I love father-son success stories in sports. Genes are a curious thing. If you're Tony Soprano, you hate the fact that your son is miserable like you. But if you're Cecil Fielder, you've got to be pretty happy with how things have turned out. When you name your son Prince, you do it for two reasons -- either you really, really love "Little Red Corvette" (and, really, who doesnt?) or you are looking forward to a professional career for your son, where lazy editors can assign cliche headlines playing on the regality of your son's name.
Plus, Fielder is actually pretty good. As good as Pah Dukes? Here are Cecil's and Prince's career totals, computed down to 162-game averages.

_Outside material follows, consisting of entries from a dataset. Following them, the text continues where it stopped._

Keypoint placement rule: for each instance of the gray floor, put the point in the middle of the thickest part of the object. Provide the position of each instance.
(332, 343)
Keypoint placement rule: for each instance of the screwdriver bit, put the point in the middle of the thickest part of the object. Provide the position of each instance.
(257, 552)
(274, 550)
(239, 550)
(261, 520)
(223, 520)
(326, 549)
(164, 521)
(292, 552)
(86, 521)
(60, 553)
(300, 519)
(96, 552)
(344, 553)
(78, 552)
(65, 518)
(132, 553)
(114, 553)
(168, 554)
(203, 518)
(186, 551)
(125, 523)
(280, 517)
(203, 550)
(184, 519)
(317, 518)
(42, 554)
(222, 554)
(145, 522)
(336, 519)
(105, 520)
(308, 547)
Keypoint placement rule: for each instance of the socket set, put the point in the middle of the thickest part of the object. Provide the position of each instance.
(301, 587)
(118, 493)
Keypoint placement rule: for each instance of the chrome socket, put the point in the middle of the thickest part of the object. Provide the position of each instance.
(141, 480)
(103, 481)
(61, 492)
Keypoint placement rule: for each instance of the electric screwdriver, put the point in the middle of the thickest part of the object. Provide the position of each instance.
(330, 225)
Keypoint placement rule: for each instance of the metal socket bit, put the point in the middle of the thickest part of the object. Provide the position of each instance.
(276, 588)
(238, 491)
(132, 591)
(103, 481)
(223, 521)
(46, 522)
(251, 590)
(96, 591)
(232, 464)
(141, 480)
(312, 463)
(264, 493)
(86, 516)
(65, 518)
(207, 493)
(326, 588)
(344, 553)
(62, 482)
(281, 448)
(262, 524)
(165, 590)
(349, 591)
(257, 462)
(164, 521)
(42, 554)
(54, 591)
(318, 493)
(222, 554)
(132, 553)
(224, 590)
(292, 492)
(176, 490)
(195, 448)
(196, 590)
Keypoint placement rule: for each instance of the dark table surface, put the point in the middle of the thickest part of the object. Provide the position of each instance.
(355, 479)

Cecil: 568 AB, 82 runs, 145 hits, 35 home runs, 111 RBI, .255 BA
Prince: 535 AB, 75 runs, 148 hits, 28 home runs, 83 RBI, .276 BA
Pretty comparable numbers, there. Will Prince, in just his third season, evolve past his father, though? To date, the younger Fielder has played 227 games:
749 AB, 105 runs, 207 hits, 39 home runs, 117 RBI, .276 BA
And, through the same number of games for Cecil:
533 AB, 69 runs, 128 hits, 32 home runs, 87 RBI, .240 BA
Cecil batted less to start off the career, but showed a lot more power. This is reflected in the season averages above. At this rate, it appears as if Prince will be a better all-around batter. But Cecil wasn't really known as a five-tool player -- he's basically just got a hammer sittin' in that belt -- so is that really an accomplishment?